19 Marzo 2017

Carissimi Parrocchiani,

sostiamo ancora sugli avvenimenti relativi all’insediamento nella Terra Promessa che ci sono presentati dall’Antico Testamento sia nella prospettiva del ‘dono’, sia nella prospettiva della ‘conquista’, allo scopo di raccogliere qualche insegnamento.

Un primo dato significativo lo possiamo raccogliere dal fatto che gli Israeliti si stabiliscono in una terra abitata da altre popolazioni. Questi abitanti sul momento danno loro del filo da torcere, ma col tempo impareranno a convivere con loro. In questa convivenza si può vedere l’apertura universalistica insita nella vocazione di Israele. Il dono della elezione divina che lo distingue dagli altri popoli come tale rimane e, tuttavia, non va inteso in modo esclusivo, ma inclusivo degli altri popoli. Secondo la promessa fatta ad Abramo Dio vuole proprio attraverso Israele estendere a tutti i popoli la sua benedizione: “In te saranno benedetti tutti i popoli della terra” (Gen 12,3). Dunque, il disegno di salvezza che Dio porta avanti nella storia passa attraverso Israele, ma mira ad abbracciare tutta l’umanità senza escludere nessuno.

Un secondo dato significativo è costituito dal forte legame che il destino di Israele in quanto popolo eletto ha con il possesso della terra. Non si può capire la storia di questo popolo se non si tiene conto di questa relazione indissolubile con la terra. La promessa che Dio ha fatto a Israele di una terra è parte degli elementi costitutivi della sua identità di popolo di Dio. Questa promessa non è venuta meno nel tempo; anche dopo la venuta di Gesù, Israele conserva il suo diritto ad avere una terra. Tuttavia la Scrittura insegna – come fa ben notare Rossi de Gasperis – che questo dono viene accordato agli Israeliti “nelle modalità e nei tempi nascosti nelle pieghe misteriose della provvidenza storica del Signore dell’alleanza” (op. cit., p. 125). La sua concessione spetta solo a Dio che opera “come vuole, quando vuole e nella misura e nella proporzione che Egli vuole” (p. 126).

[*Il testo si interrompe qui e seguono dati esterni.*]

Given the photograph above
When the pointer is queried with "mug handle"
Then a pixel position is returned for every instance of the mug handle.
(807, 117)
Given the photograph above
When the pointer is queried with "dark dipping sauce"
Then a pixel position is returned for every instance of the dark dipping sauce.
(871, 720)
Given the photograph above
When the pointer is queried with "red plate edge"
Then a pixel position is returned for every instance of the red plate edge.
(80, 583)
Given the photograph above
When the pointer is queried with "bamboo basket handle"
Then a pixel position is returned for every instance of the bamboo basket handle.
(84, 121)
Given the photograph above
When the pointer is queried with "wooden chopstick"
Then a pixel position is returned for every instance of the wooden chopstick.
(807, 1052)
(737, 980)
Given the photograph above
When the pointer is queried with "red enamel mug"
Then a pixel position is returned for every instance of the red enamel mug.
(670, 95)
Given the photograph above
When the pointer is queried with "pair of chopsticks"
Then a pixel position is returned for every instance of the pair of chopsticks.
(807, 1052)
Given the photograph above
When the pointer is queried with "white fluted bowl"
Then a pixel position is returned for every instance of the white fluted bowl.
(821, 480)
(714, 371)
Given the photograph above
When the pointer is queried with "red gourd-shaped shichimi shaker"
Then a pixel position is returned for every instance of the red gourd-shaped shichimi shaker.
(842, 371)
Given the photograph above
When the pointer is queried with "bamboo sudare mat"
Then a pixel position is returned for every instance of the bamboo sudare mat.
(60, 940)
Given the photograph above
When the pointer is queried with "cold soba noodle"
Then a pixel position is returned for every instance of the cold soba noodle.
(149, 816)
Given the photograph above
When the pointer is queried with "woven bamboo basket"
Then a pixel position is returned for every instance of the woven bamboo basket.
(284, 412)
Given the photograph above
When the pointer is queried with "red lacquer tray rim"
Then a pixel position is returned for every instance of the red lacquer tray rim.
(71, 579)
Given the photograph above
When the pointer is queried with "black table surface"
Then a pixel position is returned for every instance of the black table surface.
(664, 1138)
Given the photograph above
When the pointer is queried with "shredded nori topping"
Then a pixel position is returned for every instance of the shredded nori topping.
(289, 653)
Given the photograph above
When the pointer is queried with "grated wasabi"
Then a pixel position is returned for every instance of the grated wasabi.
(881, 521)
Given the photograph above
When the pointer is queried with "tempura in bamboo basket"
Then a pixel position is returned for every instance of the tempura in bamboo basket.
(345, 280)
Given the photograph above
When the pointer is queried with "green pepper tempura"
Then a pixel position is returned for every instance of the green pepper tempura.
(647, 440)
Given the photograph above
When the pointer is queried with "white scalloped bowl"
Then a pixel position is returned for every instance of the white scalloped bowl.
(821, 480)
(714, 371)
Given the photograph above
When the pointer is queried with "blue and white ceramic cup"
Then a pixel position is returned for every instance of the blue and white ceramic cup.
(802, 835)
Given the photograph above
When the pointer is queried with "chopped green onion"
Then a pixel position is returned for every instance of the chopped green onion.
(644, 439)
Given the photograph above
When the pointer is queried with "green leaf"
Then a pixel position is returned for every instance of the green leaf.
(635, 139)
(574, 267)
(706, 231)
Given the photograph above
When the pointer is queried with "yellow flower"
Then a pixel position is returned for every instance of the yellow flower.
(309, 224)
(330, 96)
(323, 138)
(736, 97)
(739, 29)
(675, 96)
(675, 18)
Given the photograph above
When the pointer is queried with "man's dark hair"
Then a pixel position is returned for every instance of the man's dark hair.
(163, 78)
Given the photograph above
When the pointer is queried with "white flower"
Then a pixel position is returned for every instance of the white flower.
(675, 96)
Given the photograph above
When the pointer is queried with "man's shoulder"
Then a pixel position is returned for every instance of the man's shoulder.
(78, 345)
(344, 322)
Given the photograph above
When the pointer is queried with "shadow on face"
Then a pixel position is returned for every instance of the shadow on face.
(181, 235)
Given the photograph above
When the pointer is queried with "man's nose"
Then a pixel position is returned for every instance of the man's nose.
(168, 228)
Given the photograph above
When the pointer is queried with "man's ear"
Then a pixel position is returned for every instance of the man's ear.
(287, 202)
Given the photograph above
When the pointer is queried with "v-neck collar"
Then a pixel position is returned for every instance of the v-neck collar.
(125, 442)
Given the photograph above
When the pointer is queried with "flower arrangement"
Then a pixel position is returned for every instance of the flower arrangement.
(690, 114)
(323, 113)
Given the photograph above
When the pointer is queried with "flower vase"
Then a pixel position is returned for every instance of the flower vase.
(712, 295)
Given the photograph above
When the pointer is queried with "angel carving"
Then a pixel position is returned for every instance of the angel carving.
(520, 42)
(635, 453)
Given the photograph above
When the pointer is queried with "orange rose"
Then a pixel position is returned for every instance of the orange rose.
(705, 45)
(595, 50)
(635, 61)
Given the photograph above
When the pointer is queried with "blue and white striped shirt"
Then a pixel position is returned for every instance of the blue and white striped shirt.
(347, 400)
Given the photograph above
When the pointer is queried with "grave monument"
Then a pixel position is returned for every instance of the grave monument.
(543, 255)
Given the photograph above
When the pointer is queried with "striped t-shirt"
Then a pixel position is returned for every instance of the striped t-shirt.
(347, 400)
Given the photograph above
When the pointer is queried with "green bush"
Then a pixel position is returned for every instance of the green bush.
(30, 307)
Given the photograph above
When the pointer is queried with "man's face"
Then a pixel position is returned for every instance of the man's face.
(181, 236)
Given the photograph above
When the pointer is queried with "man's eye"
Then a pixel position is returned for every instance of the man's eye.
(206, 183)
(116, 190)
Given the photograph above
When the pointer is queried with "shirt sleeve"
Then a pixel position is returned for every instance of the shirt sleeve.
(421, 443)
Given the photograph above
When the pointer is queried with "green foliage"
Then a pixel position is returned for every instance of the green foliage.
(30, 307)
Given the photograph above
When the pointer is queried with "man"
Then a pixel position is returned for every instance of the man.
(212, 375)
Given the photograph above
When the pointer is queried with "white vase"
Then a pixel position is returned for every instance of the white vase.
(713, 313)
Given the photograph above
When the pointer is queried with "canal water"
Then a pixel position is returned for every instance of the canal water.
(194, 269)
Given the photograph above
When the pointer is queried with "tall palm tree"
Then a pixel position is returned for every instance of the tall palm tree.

Un terzo dato significativo vogliamo raccogliere da questi racconti: il ‘dono-conquista’ della terra si realizza con la valorizzazione da parte di Dio di mezzi umani molto poveri. La strategia divina – come mette bene in luce ad esempio la vicenda di Gedeone – ha la caratteristica della piccolezza, dell’umiltà, dell’obbedienza. Sarà questa una costante dell’agire di Dio. Dio non opera in modo miracolistico, solitario; chiede sempre la collaborazione dell’uomo e si serve di mezzi umani: si tratta però di mezzi poveri. Proprio la sproporzione tra ciò che sono questi mezzi e il risultato conseguito mette bene in risalto la Provvidenza fedele e onnipotente con cui Dio opera nella storia.

Rimane ancora un insegnamento che mi sembra particolarmente significativo: il fatto che Dio realizzi il suo disegno di salvezza non costruendo una storia parallela a quella che si studia sui libri di storia, ma inserendosi nella trama della storia umana e facendo sì che i singoli avvenimenti, nonostante i loro limiti e le loro contraddizioni, concorrano a raggiungere lo scopo di salvezza che Gli sta a cuore. Ma di questo parleremo la prossima volta.